Hyper-kreativ, sich der Historie bewusst und doch, betrachtet man vergleichsweise andere Combos, die momentan ihr Retro-Unwesen treiben, absolut einzigartig.
Diese momentane Einzigartigkeit sehe ich u.a. in der Vielfalt des Instrumentariums und den klassisch- bis folkigen (mediävalen) Einflüssen (die Geigen!).
So muss eine Rock-Band gerade heutzutage klingen.

Die hier bereits erwähnten theatralischen Live-Qualitäten von The Arcade Fire unterstreichen die Musik perfekt, ohne dabei in ein unnötig übertriebenes Pathos abzugleiten.

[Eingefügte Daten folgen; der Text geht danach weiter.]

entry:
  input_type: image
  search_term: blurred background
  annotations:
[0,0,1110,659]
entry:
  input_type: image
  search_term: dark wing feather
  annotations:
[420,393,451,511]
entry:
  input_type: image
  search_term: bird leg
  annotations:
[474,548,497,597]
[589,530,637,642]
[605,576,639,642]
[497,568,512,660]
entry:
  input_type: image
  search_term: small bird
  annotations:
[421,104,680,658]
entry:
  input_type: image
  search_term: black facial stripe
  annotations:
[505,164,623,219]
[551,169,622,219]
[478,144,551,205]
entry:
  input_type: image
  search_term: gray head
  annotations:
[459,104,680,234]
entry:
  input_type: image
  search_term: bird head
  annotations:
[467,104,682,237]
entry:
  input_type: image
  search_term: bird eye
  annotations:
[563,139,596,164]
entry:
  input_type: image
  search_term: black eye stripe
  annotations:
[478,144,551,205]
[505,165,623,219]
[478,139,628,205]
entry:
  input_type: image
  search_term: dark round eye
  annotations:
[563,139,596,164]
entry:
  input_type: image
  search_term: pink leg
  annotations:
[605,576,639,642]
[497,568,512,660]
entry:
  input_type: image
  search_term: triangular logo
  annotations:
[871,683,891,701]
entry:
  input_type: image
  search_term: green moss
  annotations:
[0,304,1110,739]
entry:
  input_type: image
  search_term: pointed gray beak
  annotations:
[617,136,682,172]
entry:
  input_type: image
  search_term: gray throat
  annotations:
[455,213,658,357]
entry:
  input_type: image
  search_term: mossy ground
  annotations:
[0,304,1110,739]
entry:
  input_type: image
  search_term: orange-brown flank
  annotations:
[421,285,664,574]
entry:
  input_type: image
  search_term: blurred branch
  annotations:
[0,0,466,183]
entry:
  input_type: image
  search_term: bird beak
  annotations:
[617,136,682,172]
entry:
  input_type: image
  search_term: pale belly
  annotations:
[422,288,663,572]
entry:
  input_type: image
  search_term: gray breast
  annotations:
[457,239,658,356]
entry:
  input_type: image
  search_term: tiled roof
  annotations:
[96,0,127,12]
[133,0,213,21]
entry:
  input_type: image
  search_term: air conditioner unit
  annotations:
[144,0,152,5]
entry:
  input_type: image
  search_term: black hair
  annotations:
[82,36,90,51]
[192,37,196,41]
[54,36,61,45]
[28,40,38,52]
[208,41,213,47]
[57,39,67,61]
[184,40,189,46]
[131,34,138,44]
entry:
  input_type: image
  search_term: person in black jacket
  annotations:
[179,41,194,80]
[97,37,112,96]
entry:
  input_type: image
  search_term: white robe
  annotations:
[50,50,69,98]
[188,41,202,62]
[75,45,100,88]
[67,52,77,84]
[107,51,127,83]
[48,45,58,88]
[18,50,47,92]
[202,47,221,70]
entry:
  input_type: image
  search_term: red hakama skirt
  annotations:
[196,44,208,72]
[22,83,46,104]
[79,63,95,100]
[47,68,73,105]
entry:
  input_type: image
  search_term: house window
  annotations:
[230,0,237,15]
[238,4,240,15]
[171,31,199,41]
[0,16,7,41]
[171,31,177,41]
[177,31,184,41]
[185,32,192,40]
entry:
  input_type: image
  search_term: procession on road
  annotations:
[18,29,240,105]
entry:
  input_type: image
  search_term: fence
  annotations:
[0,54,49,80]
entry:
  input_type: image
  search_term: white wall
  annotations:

Die Performance: ein Thema für sich.

Allein schon die Darbietung des etwas älteren Songs „No Cars Go“ (der bisher beste Arcade Fire-Song!?) war das Eintrittsgeld wert.

Wohl eine der vitalsten Konzert-Erfahrungen des Jahres.

Zu Final Fantasy:
Die atmosphärischen „sample peddle“-Übungen des Herrn Owen Pallett waren passende Einstimmung und haben außerordentlich gut gefallen.
Patrick Wolf ist eine (andere) Liga für sich; ich höre bei Pallett im Stil z.B. auch Parallelen zu John Cale heraus.
Mit den Kollegen Régine Chassagne und Richard Parry gab er übrigens dem Mariah Carey-Lied „Fantasy“ etwas – im weiteren Sinne – Talking Heads-Würde zurück, da die Dame in genanntem Stück schon den Tom Tom Club („Genius of Love“) bemühte.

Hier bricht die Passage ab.